LLMariner allows users to run general-purpose training jobs in their Kubernetes clusters.

Creating a Training Job

You can create a training job from the local pytorch code by running the following command.

llma batch jobs create \
  --image="pytorch-2.1" \
  --from-file=my-pytorch-script.py \
  --from-file=requirements.txt \
  --file-id=<file-id> \
  --command "python -u /scripts/my-pytorch-script.py"

Once a training job is created, a k8s Job is created. The job runs the command specified in the --command flag, and files specified in the --from-file flag are mounted to the /scripts directory in the container. If you specify the --file-id flag (optional), the file will be download to the /data directory in the container.

You can check the status of the job by running the following command.

llma batch jobs list
llma batch jobs get <job-id>

Debugging a Training Job

You can use the llma CLI to check the logs of a training job.
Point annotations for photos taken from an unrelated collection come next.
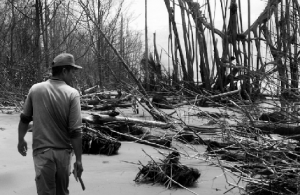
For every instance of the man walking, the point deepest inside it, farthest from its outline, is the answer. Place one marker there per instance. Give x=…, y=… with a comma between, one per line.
x=54, y=108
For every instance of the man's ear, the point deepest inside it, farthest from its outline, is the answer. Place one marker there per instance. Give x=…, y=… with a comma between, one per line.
x=64, y=71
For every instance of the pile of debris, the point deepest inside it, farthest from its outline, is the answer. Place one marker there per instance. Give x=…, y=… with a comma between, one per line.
x=169, y=172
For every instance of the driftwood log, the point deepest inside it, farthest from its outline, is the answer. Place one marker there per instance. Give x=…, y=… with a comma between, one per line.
x=278, y=128
x=201, y=98
x=98, y=119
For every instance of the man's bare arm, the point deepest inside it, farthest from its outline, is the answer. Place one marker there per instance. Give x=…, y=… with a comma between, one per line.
x=22, y=144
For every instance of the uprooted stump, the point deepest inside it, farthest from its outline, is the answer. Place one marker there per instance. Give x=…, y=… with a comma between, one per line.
x=169, y=172
x=95, y=142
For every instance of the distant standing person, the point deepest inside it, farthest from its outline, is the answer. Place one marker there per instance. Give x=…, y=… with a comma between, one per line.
x=54, y=107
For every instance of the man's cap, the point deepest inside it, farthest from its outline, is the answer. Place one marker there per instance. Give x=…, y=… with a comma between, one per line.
x=64, y=59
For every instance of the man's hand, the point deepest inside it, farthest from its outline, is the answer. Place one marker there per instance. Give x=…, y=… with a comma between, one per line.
x=79, y=169
x=22, y=147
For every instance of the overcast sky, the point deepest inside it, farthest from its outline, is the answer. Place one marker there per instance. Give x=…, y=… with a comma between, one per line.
x=158, y=17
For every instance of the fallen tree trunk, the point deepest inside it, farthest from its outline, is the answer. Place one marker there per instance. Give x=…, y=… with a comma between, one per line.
x=98, y=118
x=208, y=98
x=278, y=128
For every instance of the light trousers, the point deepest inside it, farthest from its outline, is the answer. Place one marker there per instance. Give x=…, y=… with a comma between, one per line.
x=52, y=168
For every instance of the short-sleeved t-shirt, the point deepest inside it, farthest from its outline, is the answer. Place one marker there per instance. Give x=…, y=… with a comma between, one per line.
x=55, y=108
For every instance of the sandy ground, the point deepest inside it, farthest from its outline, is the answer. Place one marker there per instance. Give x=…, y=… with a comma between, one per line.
x=102, y=174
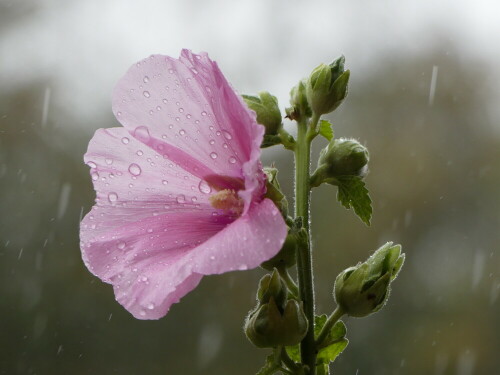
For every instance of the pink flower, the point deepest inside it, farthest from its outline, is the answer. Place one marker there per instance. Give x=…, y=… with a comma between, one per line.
x=179, y=187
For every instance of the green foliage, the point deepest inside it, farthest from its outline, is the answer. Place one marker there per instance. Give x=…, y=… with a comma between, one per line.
x=331, y=347
x=325, y=129
x=353, y=194
x=269, y=367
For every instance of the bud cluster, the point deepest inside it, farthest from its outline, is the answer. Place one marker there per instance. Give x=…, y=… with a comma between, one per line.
x=277, y=320
x=363, y=289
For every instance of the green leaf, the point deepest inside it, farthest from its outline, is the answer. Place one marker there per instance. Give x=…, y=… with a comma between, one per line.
x=353, y=194
x=270, y=140
x=325, y=129
x=270, y=367
x=323, y=369
x=333, y=345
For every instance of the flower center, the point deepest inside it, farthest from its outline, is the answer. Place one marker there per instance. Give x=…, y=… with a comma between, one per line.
x=227, y=199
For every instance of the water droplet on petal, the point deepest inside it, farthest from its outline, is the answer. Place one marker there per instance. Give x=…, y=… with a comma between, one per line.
x=204, y=187
x=112, y=197
x=134, y=169
x=142, y=134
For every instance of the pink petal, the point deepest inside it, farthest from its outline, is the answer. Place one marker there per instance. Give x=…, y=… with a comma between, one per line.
x=154, y=262
x=187, y=108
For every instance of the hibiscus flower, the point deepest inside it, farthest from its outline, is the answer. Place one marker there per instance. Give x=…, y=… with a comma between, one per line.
x=179, y=188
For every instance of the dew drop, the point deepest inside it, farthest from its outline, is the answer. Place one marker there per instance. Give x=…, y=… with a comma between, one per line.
x=112, y=197
x=142, y=133
x=204, y=187
x=134, y=169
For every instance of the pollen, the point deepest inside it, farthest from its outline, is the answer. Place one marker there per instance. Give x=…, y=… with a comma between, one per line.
x=227, y=199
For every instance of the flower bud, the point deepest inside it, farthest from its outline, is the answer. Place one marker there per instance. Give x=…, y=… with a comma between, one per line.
x=298, y=99
x=342, y=157
x=271, y=286
x=268, y=327
x=267, y=110
x=364, y=289
x=286, y=257
x=327, y=86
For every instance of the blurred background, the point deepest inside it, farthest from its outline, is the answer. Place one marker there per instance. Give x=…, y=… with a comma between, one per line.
x=424, y=97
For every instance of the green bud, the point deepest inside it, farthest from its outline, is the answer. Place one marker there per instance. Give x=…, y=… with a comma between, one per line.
x=342, y=157
x=365, y=288
x=267, y=110
x=271, y=286
x=327, y=86
x=286, y=256
x=298, y=99
x=268, y=327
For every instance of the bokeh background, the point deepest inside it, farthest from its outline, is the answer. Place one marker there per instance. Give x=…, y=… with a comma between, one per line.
x=424, y=97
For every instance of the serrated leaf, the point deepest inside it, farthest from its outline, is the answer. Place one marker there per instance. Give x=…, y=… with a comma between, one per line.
x=269, y=367
x=325, y=129
x=333, y=345
x=323, y=369
x=353, y=194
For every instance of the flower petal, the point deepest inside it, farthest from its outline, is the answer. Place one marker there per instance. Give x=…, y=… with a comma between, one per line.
x=188, y=108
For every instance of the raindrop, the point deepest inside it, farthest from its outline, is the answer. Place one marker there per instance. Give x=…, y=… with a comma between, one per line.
x=112, y=197
x=142, y=133
x=134, y=169
x=204, y=187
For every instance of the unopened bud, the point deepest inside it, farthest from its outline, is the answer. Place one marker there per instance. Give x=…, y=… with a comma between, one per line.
x=327, y=86
x=269, y=327
x=365, y=288
x=267, y=110
x=271, y=286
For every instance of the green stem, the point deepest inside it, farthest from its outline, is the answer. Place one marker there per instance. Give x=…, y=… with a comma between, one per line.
x=332, y=319
x=304, y=258
x=294, y=290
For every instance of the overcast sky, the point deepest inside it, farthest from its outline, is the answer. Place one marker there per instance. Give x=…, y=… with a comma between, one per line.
x=83, y=47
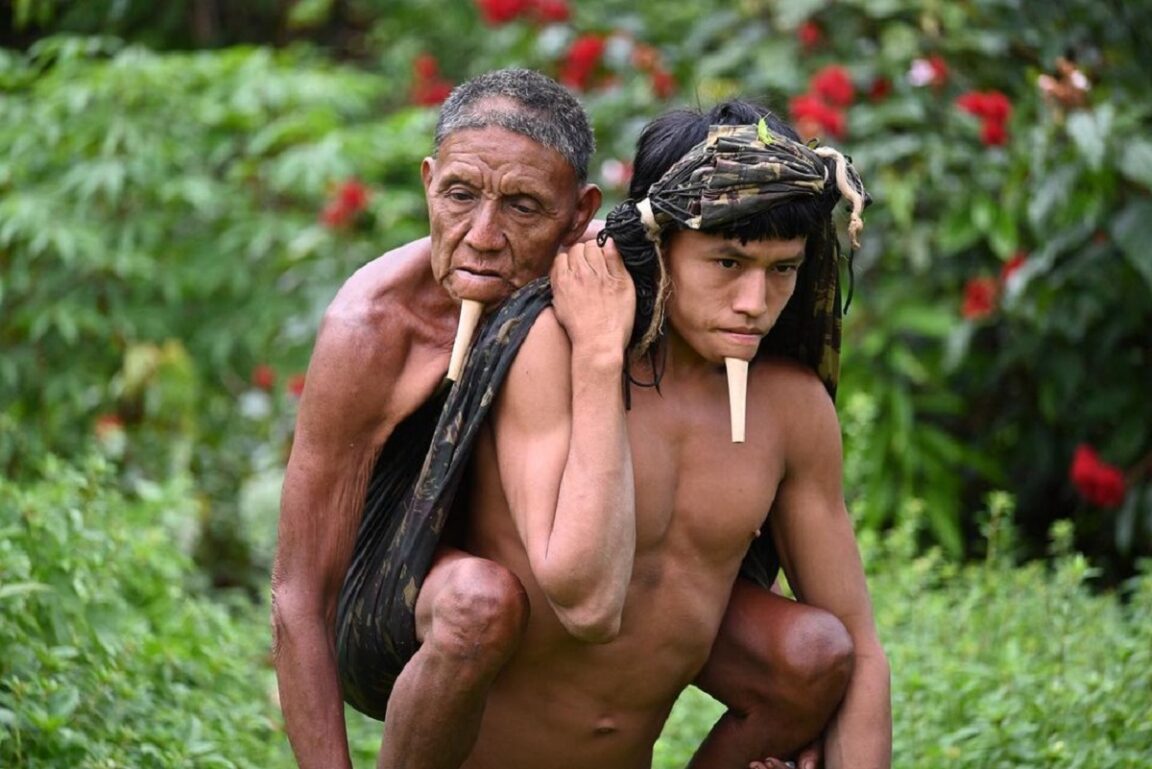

llma batch jobs logs <job-id>

PyTorch Distributed Data Parallel

LLMariner supports PyTorch Distributed Data Parallel (DDP) training. You can run a DDP training job by specifying the number of per-node GPUs and the number of workers in the --gpu and --workers flags, respectively.

llma batch jobs create \
  --image="pytorch-2.1" \
  --from-file=my-pytorch-ddp-script.py \
  --gpu=1 \
  --workers=3 \
  --command "python -u /scripts/my-pytorch-ddp-script.py"

Created training job is pre-configured some DDP environment variables; MASTER_ADDR, MASTER_PORT, WORLD_SIZE, and RANK.